The result from the step $P(I \vert B)$ is a distribution with probabilities $i_1 = p(w_1)$, $i_2 = p(w_2)$, …, $i_N = p(w_N)$. As mentioned above we could also use a set of those properly weighted.
The simplest implementation of $P(A \vert I)$ is to use the sum of the logs of those $i_1, i_2,\ldots$ that correspond to words that appear in the ad. In a more complex implementation the words will be weighted based on counts in the ad. We could also consider a method where we know the distribution of $P(A)$. This distribution depends on the content of the ad and the website of the ad sponsor. We could go to the sponsor website and automatically fetch its content through which we infer the distribution. If this distribution is $a_1=p(w_1), a_2 = p(w_2), \ldots, a_N = p(w_N)$, then the scoring of the ad for the user will be $\sum_{i=1}^N a_i \ln(i_1)$
Alternative scoring methods
Under the same model in Figure 3 we could posit two alternative scoring methods.
Alternative method 1. Here instead of P(A|I) we treat P(A) and P(B) as count vectors or samples. We ask if those two samples come from the same distribution I. The test whether the ad and the browsing history come from the same distribution is the Jenson-Shannon divergence.
Alternative method 2. Instead of modeling P(A|I) we can introduce a new variable R for relevance and NR for non-relevance. So for a particular ad, we ask whether the ad is relevant. This is what is the odds P(R|A,I)/P(NR|A,I). Such motivation is available in the origins of the OkapiBM25 model. Since in the OkapiBM25 model the query is very short compared to browsing history its usage is in that case sub-optimal. It is better to use OkapiBM25 extensions for probabilistic relevance feedback. See for example 9.1.2 in Introduction to Information Retrieval by Manning, Raghavan and Schütze
Differences from standard implementations in Lucene (ElasticSearch, Solr)

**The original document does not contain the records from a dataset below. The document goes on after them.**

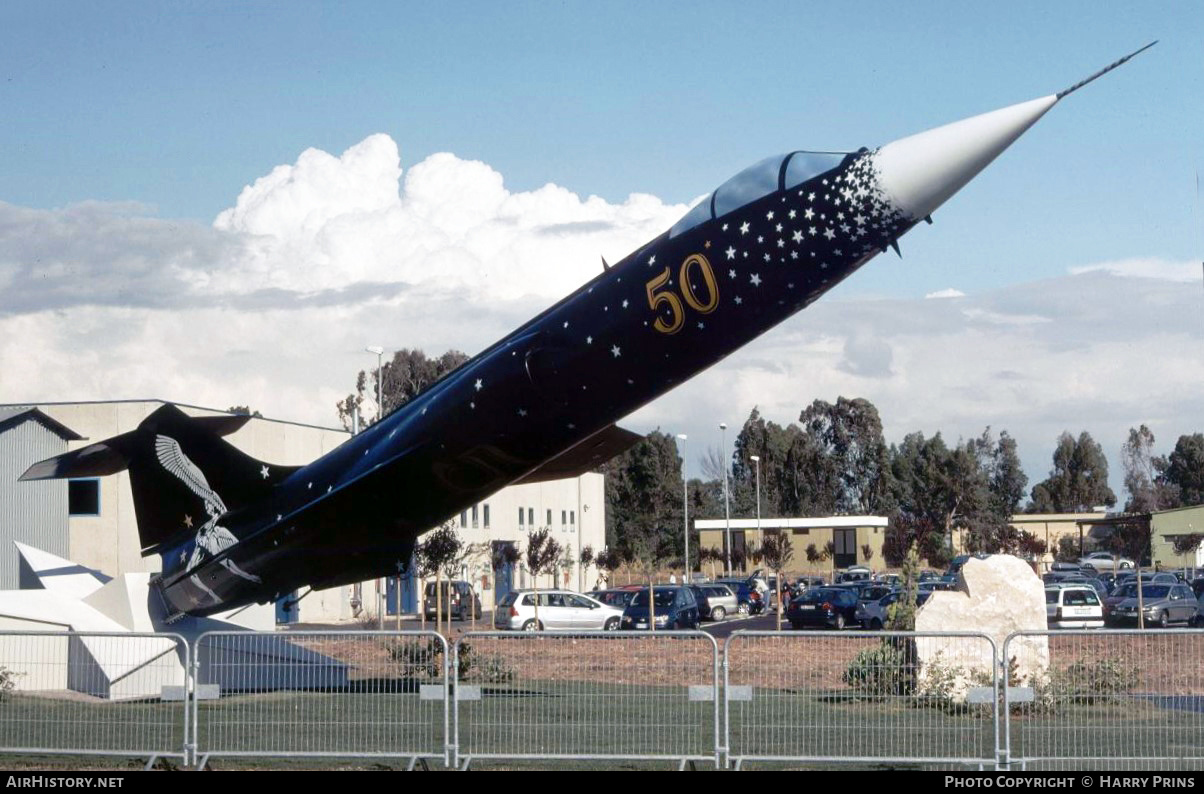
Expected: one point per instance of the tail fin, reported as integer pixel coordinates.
(182, 471)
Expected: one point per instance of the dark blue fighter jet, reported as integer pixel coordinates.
(541, 403)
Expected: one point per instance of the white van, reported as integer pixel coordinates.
(1073, 606)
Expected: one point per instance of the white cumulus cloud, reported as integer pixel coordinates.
(272, 305)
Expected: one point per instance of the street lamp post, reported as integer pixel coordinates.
(685, 507)
(382, 595)
(379, 353)
(727, 509)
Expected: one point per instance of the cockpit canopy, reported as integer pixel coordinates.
(771, 174)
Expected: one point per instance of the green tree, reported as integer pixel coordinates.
(542, 556)
(436, 553)
(777, 552)
(1145, 475)
(849, 436)
(1185, 469)
(406, 375)
(643, 497)
(1078, 480)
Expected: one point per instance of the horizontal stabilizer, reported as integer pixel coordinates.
(94, 460)
(586, 456)
(182, 472)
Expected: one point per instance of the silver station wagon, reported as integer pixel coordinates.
(559, 611)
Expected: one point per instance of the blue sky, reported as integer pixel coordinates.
(140, 121)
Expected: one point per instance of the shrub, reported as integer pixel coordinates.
(881, 671)
(7, 683)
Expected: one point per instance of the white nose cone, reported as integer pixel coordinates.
(919, 172)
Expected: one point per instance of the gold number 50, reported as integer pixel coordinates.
(677, 312)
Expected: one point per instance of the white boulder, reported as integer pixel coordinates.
(995, 597)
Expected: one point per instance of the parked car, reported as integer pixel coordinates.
(1198, 586)
(1148, 577)
(715, 601)
(1104, 562)
(1162, 604)
(854, 574)
(559, 611)
(1073, 606)
(874, 592)
(672, 607)
(464, 601)
(825, 606)
(748, 600)
(872, 612)
(615, 598)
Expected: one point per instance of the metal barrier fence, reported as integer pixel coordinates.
(589, 695)
(94, 694)
(1095, 699)
(348, 694)
(1108, 699)
(861, 698)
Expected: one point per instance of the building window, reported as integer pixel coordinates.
(83, 497)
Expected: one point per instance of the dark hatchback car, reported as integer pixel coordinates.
(465, 604)
(613, 598)
(825, 606)
(673, 607)
(748, 600)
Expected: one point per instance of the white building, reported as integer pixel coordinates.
(101, 529)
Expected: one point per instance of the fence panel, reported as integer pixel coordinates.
(589, 695)
(93, 694)
(861, 698)
(367, 694)
(1109, 699)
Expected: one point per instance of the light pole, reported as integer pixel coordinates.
(756, 463)
(379, 354)
(685, 507)
(727, 509)
(382, 597)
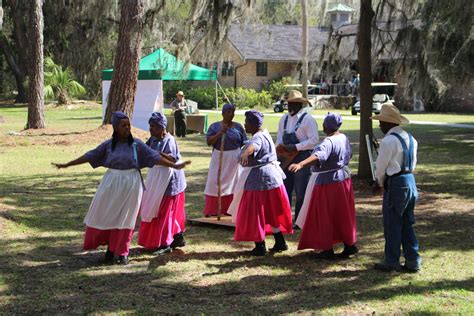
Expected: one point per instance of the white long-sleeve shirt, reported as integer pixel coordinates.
(307, 133)
(391, 156)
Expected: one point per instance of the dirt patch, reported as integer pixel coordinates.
(51, 136)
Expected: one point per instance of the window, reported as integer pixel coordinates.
(261, 68)
(227, 68)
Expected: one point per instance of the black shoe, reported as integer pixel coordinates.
(325, 255)
(123, 260)
(385, 268)
(280, 244)
(178, 241)
(259, 250)
(348, 251)
(109, 257)
(162, 250)
(409, 270)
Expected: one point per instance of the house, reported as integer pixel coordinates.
(254, 55)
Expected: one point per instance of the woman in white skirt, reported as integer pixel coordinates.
(162, 210)
(114, 209)
(229, 137)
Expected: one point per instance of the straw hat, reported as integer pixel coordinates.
(296, 96)
(389, 113)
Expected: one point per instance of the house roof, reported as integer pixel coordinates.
(275, 42)
(340, 7)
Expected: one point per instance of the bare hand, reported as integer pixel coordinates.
(182, 164)
(60, 165)
(295, 167)
(376, 189)
(244, 160)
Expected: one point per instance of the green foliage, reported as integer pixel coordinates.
(59, 83)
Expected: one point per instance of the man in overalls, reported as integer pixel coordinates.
(297, 135)
(394, 171)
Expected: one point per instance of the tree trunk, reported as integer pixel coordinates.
(127, 57)
(20, 78)
(304, 12)
(365, 69)
(36, 82)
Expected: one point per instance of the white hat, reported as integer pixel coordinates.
(389, 113)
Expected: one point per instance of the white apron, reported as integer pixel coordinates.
(157, 181)
(307, 197)
(116, 203)
(229, 174)
(240, 185)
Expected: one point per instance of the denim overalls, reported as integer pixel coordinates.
(399, 201)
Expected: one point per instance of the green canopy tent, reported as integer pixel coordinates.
(153, 70)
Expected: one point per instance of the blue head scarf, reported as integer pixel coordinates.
(254, 117)
(228, 106)
(117, 116)
(159, 119)
(332, 121)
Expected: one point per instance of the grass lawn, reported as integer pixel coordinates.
(44, 270)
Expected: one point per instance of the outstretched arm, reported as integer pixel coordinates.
(167, 163)
(78, 161)
(295, 167)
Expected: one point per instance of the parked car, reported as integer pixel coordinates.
(383, 92)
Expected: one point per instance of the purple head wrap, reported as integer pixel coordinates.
(228, 106)
(117, 116)
(254, 117)
(159, 119)
(332, 121)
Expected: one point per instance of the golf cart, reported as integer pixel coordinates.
(281, 105)
(382, 92)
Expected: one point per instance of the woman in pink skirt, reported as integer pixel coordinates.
(114, 209)
(162, 209)
(330, 216)
(260, 206)
(234, 137)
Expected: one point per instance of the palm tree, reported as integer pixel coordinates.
(60, 83)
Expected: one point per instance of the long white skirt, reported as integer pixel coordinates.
(229, 174)
(157, 182)
(116, 203)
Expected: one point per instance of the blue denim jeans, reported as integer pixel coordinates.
(399, 201)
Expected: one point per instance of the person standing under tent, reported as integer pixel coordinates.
(394, 172)
(114, 209)
(260, 206)
(329, 217)
(297, 134)
(178, 106)
(162, 210)
(234, 138)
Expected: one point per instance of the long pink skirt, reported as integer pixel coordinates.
(169, 221)
(331, 217)
(118, 240)
(210, 208)
(259, 211)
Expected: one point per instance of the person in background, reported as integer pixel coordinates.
(178, 106)
(297, 134)
(114, 209)
(162, 210)
(394, 168)
(234, 138)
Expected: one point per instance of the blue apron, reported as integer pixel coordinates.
(290, 138)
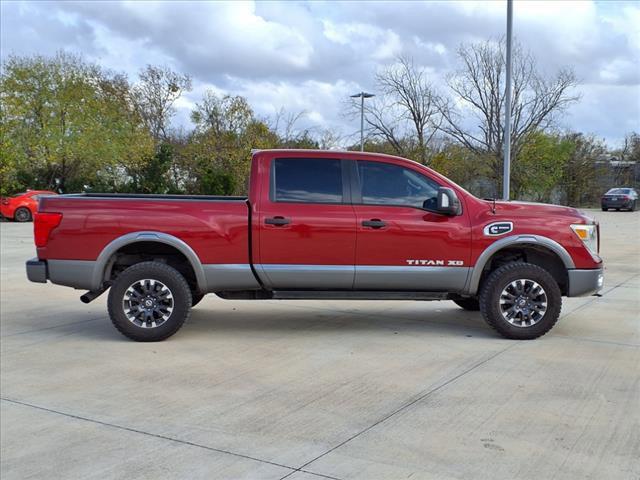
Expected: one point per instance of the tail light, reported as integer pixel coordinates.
(43, 225)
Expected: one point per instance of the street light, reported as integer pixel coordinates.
(362, 96)
(506, 176)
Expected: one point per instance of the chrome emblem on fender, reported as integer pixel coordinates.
(498, 228)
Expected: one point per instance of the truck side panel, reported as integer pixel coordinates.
(217, 232)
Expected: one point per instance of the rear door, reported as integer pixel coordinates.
(307, 226)
(400, 244)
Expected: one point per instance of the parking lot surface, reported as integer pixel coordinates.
(321, 389)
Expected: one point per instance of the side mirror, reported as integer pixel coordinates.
(447, 202)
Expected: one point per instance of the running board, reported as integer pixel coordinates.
(356, 295)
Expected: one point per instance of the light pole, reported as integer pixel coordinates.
(362, 96)
(507, 109)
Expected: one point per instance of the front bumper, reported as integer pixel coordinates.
(585, 282)
(37, 270)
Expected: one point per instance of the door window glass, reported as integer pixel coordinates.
(308, 180)
(388, 184)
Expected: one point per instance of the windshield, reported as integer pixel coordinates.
(619, 191)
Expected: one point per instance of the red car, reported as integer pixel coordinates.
(22, 206)
(319, 225)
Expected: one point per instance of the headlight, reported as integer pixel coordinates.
(589, 236)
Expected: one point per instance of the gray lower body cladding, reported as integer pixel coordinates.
(81, 274)
(363, 277)
(584, 282)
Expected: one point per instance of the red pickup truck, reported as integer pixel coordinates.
(319, 225)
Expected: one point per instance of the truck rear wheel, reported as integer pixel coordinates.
(520, 301)
(149, 301)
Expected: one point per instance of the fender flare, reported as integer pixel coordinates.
(474, 279)
(100, 267)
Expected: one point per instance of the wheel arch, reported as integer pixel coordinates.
(104, 261)
(522, 242)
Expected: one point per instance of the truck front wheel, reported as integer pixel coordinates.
(149, 301)
(520, 301)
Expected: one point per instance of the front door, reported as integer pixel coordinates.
(400, 244)
(307, 226)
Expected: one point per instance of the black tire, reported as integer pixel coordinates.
(169, 279)
(469, 303)
(500, 280)
(195, 298)
(22, 215)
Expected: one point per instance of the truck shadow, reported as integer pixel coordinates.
(282, 317)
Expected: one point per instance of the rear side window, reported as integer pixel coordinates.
(306, 180)
(388, 184)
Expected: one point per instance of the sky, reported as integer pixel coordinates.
(310, 56)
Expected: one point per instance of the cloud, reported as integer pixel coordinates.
(311, 55)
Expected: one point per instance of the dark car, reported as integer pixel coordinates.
(22, 206)
(619, 198)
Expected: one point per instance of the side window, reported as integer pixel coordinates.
(387, 184)
(306, 180)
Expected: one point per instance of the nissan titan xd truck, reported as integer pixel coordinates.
(319, 225)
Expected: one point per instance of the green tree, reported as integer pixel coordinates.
(217, 157)
(63, 118)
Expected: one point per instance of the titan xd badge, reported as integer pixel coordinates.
(498, 228)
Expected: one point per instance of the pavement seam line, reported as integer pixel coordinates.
(54, 327)
(157, 435)
(404, 407)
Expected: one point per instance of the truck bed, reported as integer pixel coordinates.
(215, 227)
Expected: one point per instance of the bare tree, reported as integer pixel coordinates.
(222, 114)
(155, 95)
(478, 89)
(406, 113)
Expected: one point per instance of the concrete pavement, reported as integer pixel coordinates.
(321, 389)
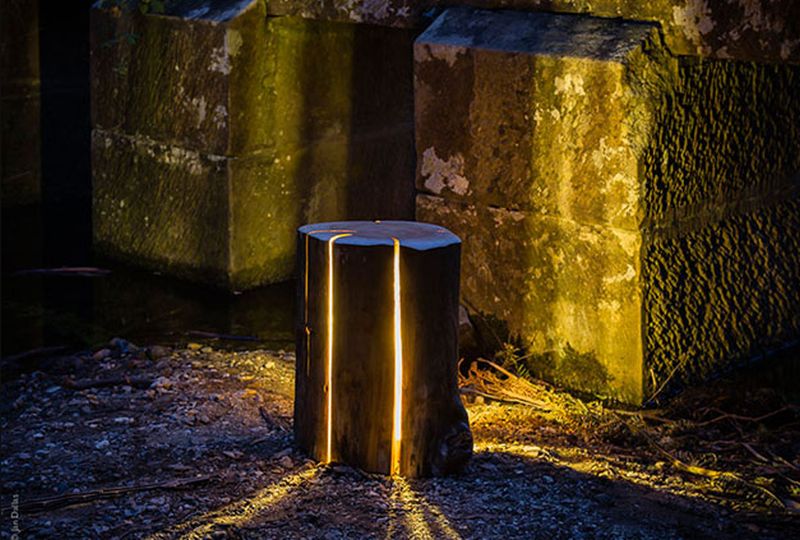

It might seem that the methods described are already available in Lucene (ElasticSearch, Solr) implementations. However, the formula that I described here differs from the Lucene formula. The Lucene formulas typically measure P(Q|D), while in the proposed model I suggest P(D|Q) where D (the document) is the ad, and Q (the query) is the user information. A second difference is related to the query length. In standard search, the query is just a few words. The methods in Lucene are optimized for this case. In the case of advertising the query is the available user information. In the presented model, this information is a set of probability distributions. The distribution has many components, but the most useful ones are a hundred words with counts.